Permanent repairs to the roadway portion of the Sanibel Causeway are substantially complete one year and four months after more than 6,000 Sanibel Island residents lost access to the mainland in the wake of Hurricane Ian. The Superior Construction and The De Moya Group joint-venture team, responsible for the work, say that all travel lanes are now permanently open to the island off Florida's southwest coast near Fort Myers.

“We’ve substantially completed the permanent roadway repairs, which include everything inside the white edge lines of the roadway,” say Superior Division Manager Ryan Hamrick and Superior Area Manager Toby Mazzoni in a joint response to ENR. 

In October 2022, 15 days of emergency work by Superior Construction and Ajax Paving made it possible for the causeway to reopen. On Sept. 8, 2023, phase 2 began under Superior Construction and The de Moya Group, with the priority of further shoring up the roadway and protecting the causeway from future storms, which will be the focus of the next year.

The scope of work, which Mazzoni says in a statement would normally take 18 or more months to complete, took 105 days. The project leaders attribute this speed to “phased design-build” which enables concurrent design and construction activities. While the Superior-de Moya JV team was completing the emergency work in October 2022, they were already meeting with the Florida Dept. of Transportation (FDOT) to discuss design and construction for the next phase.

To complete the road rebuild, the Sanibel team demolished 35,000 sq yd of existing roadway asphalt and base, 2,270 linear ft of concrete barrier wall and 4,500 linear ft of concrete coping and five bridge approach slab areas, according to a statement. The roadway was also elevated 2 ft. 

The team is now focusing on work beyond the roadway shoulders, including resiliency measures, and the team says Lee County is working with FDOT to restore the island parks and reopen the nearby boat ramp.

FDOT has approved a design for resiliency measures including elevating the seawall 3 ft to protect the causeway from storm surges. On the ocean side, the seawall will be reinforced with layers of heavy armoring stone to provide scour protection and wave break.

The bridge approaches, some of which collapsed during the storm, will be reinforced with a deep foundation steel king pile wall system — in lieu of mechanically stabilized earth (MSE) walls — which allows water to escape through an underdrain system.

“Nearly all of the MSE wall systems failed on the Sanibel causeway,” say Hamrick and Mazzoni. “The various steel sheet pile wall systems are believed to prevent these same types of failures from occurring in the future.”

The causeway roadway will be protected with a buried steel sheet pile wall system which is capped with a concrete bulkhead and reinforced with a buried marine mattress and riprap stone. Sand was added on top to preserve the natural beach appearance.

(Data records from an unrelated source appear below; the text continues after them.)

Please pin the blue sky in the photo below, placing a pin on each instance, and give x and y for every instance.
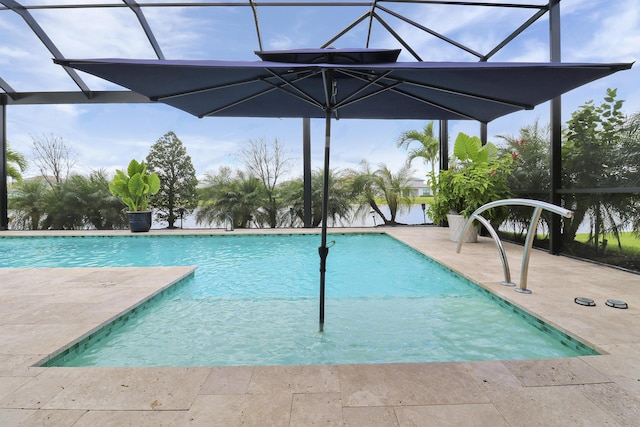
(107, 136)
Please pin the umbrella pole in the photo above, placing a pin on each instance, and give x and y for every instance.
(323, 250)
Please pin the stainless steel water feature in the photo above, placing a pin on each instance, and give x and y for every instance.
(538, 206)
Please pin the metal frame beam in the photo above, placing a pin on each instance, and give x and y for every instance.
(4, 199)
(555, 225)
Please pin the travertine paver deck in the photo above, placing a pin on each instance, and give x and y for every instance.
(41, 310)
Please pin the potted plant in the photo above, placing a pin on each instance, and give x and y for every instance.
(477, 176)
(134, 188)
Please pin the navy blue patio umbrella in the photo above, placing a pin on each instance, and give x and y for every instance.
(344, 83)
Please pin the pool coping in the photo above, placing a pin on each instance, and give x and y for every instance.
(596, 388)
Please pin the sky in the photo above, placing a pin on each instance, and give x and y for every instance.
(107, 136)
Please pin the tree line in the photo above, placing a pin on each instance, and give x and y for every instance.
(253, 195)
(600, 175)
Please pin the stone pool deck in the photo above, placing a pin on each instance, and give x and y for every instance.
(43, 310)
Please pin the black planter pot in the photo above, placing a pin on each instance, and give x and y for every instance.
(139, 221)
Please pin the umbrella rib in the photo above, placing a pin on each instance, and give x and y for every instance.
(352, 97)
(202, 90)
(233, 104)
(439, 89)
(300, 93)
(393, 88)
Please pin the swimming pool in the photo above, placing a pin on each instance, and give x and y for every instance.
(253, 301)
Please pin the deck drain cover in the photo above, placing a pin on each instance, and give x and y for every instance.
(615, 303)
(584, 301)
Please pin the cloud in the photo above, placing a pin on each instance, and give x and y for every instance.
(614, 34)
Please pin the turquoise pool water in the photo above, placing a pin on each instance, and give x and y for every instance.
(254, 301)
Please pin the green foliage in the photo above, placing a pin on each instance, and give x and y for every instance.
(16, 163)
(428, 145)
(368, 185)
(80, 202)
(169, 160)
(28, 204)
(599, 153)
(339, 206)
(478, 176)
(225, 195)
(136, 186)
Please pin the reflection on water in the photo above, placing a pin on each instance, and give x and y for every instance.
(411, 217)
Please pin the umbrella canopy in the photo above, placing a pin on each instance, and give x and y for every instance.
(344, 83)
(365, 84)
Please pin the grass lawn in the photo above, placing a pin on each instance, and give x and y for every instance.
(630, 242)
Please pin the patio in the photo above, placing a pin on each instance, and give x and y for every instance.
(593, 390)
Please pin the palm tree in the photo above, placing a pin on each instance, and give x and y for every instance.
(340, 197)
(368, 185)
(427, 149)
(224, 195)
(16, 164)
(28, 202)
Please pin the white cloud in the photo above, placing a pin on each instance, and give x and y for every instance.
(614, 34)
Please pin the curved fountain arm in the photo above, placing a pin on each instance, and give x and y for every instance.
(538, 206)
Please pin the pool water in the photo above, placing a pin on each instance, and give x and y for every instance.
(254, 301)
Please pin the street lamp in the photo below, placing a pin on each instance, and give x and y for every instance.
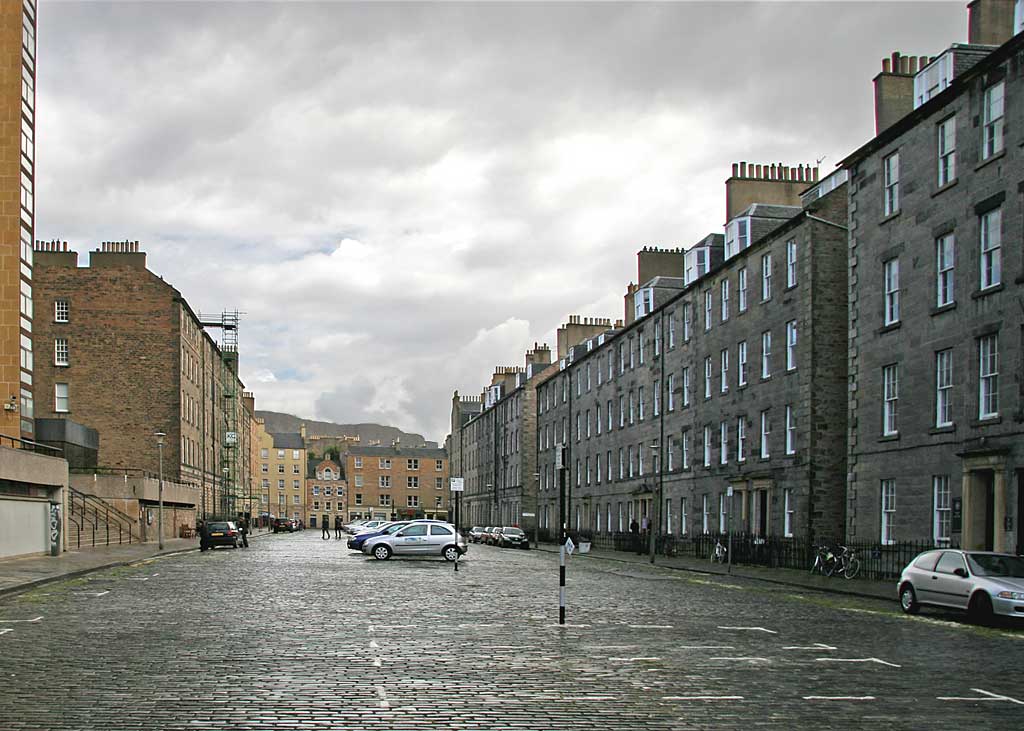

The Sanibel resiliency features were designed based on data collected after Hurricane Ian hit the causeway. Each causeway varies in how it may react to a storm, say project leaders, which is why it’s critical to look at each on a case-by-case basis.

Hamrick and Mazzoni anticipate that despite the road elevation, water could still flow over the causeway in a storm comparable to Hurricane Ian. “But, due to all of these resiliency features, access won’t be cut off.”